Admiral Crawford, without opening his other eye, slowly raised one hand and pointed, then let it fall. From the high shelf indicated, Nelson took down a square of cardboard on which rested a large doughnut. “Remarkable technique that man has,” said Nelson, nodding toward the settee. “He’s tuned out everything but the matter at hand. Show you what I mean. B.J.,” he barked, “how do you like the L.A. Angels this season?”
B.J. Crawford lay like a corpse, the one eye fixed unfocussed on middle distance. “And mind you,” said Nelson, “there lies the nation’s number one Angels baseball fan. Now watch. B.J., what do you suppose caused this firebelt?”
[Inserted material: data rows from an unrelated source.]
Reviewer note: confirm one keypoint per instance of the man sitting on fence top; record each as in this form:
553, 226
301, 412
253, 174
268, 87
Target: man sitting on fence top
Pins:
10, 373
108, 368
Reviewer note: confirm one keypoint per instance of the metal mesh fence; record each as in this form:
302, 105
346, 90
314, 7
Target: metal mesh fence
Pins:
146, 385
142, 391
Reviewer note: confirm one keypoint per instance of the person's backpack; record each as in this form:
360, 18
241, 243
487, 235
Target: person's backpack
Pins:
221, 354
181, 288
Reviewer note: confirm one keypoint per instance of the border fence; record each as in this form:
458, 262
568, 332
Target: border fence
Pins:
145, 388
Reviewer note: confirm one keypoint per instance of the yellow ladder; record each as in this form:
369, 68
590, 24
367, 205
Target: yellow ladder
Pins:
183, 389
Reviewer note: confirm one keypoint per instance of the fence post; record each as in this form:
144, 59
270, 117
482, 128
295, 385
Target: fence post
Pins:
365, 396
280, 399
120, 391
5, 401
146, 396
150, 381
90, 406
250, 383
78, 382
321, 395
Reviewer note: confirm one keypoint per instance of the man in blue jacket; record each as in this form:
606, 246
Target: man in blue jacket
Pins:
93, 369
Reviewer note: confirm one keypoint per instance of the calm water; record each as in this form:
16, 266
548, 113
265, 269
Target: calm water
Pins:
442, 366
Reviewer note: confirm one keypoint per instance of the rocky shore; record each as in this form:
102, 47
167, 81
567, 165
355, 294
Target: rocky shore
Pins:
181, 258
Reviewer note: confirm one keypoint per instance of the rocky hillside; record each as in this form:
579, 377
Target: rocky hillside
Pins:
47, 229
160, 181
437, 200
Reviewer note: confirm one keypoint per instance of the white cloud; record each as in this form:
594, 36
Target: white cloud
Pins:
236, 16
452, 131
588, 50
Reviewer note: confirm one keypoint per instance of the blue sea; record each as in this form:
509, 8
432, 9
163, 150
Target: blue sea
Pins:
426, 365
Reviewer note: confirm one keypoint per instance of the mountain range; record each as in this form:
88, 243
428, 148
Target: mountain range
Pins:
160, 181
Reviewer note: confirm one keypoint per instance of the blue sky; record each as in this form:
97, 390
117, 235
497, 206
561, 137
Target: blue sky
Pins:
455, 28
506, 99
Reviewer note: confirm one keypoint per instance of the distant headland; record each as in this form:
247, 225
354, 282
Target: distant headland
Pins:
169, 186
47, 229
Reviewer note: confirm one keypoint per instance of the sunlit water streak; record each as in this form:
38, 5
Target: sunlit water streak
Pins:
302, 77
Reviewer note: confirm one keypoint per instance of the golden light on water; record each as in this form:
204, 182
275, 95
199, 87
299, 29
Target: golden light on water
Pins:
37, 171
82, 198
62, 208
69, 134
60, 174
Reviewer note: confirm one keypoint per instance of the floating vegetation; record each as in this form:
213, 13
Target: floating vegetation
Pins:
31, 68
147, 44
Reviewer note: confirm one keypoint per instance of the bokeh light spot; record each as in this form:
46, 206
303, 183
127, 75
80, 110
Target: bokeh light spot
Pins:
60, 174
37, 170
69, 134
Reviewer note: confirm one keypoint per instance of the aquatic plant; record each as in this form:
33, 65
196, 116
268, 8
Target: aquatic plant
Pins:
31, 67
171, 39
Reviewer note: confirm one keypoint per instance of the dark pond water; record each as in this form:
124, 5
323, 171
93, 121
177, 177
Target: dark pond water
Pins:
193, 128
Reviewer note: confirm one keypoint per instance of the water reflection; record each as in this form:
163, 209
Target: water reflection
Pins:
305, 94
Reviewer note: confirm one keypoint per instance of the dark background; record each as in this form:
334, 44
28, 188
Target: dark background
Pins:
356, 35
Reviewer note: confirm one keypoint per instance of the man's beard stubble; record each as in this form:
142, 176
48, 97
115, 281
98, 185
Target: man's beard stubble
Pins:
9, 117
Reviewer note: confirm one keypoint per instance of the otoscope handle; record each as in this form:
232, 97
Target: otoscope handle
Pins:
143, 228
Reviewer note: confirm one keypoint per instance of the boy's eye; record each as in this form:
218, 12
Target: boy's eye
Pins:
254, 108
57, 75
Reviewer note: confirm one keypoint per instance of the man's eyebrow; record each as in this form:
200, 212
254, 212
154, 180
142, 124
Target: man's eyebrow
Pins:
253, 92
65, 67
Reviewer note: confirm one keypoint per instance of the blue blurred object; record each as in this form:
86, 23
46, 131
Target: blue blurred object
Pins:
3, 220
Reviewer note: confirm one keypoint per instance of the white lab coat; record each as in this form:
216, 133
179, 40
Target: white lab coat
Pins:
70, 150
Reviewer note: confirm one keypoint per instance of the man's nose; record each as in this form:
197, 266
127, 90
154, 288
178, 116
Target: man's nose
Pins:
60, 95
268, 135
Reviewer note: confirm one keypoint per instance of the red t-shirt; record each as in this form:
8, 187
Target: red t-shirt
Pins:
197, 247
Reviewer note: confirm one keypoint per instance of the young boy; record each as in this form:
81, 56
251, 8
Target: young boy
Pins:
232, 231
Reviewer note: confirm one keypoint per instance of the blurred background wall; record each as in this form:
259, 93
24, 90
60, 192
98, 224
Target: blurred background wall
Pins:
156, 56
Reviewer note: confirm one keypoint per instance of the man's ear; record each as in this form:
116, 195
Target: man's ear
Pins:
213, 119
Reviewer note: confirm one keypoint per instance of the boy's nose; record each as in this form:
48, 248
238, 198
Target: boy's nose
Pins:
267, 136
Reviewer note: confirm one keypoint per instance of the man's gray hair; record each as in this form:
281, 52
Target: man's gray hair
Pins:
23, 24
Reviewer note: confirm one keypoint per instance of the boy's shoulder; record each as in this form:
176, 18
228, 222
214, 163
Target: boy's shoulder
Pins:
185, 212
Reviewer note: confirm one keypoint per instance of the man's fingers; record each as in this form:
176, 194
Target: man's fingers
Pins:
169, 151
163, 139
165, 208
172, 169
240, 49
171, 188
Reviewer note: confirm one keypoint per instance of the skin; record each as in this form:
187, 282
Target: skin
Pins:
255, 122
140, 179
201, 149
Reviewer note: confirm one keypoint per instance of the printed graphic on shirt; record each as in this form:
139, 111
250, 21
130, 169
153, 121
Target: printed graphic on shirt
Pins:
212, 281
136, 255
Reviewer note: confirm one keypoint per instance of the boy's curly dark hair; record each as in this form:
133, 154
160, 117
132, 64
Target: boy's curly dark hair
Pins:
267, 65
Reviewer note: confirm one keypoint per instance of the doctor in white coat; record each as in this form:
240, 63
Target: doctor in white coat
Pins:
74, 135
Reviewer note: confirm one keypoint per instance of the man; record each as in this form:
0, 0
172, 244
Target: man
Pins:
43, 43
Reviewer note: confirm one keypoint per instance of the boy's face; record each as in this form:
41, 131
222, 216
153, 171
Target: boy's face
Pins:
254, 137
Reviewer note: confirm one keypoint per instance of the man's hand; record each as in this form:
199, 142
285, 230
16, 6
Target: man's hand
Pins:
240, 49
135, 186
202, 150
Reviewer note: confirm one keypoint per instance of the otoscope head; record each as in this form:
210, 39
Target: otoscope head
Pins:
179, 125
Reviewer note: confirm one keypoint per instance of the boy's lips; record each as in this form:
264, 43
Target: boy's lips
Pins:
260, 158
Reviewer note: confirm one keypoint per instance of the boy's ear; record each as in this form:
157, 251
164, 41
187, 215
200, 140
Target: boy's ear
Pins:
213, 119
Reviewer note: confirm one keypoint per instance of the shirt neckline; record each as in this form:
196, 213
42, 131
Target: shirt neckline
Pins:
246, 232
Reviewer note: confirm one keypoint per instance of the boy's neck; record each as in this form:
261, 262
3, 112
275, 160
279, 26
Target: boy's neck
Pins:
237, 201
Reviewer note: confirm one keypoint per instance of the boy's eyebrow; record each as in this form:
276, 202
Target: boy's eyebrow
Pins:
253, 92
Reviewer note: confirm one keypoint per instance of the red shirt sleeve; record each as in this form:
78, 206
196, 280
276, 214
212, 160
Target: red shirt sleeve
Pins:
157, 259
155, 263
“Solar flare,” B.J. responded, mutteringly, but distinctly, moving nothing but his lips, and instantly relaxing them into their former slackness.
“Remarkable man,” said Nelson admiringly. “Cathy, you couldn’t have got here at a better time. I was just about to explain my theory to the Congressman here, and I want you to listen too. You and he are the ideal audience. Intelligent and uninformed. Don’t get mad: I mean it kindly. It’s the most useful you could be.
“Tell you why. When we get to New York it isn’t going to be what you’d expect—a nice quiet technical discussion among scientific bigwigs, with some bright newspaper men to translate and interpret for the wire services. There won’t be time. We have a program, a cure for this thing, and we’ll have to—”
“We have?” cried the Congressman and Cathy in unison, and Cathy added “. . . . sir?”
“Oh sure,” said Nelson, brushing aside their hopeful astonishment; he didn’t quite say, “What else?” but his tone did. “But we haven’t time for presentation plus discussion plus persuasion in the scientific area, and then translation into plain American and the whole thing all over again to the public. We have to hand it over to everybody all at once with no gobbledegook, because from the looks of things we’re going to have to do everything at a dead run or not at all. So you two are to be the guinea pigs, right? I’ll make my little pitch and if there’s anything you don’t understand for Pete’s sake sound off and say so, because when I get up there and spout, I have to be sure my nozzle’s adjusted somewhere between needle-jet and dense fog. Right? Right.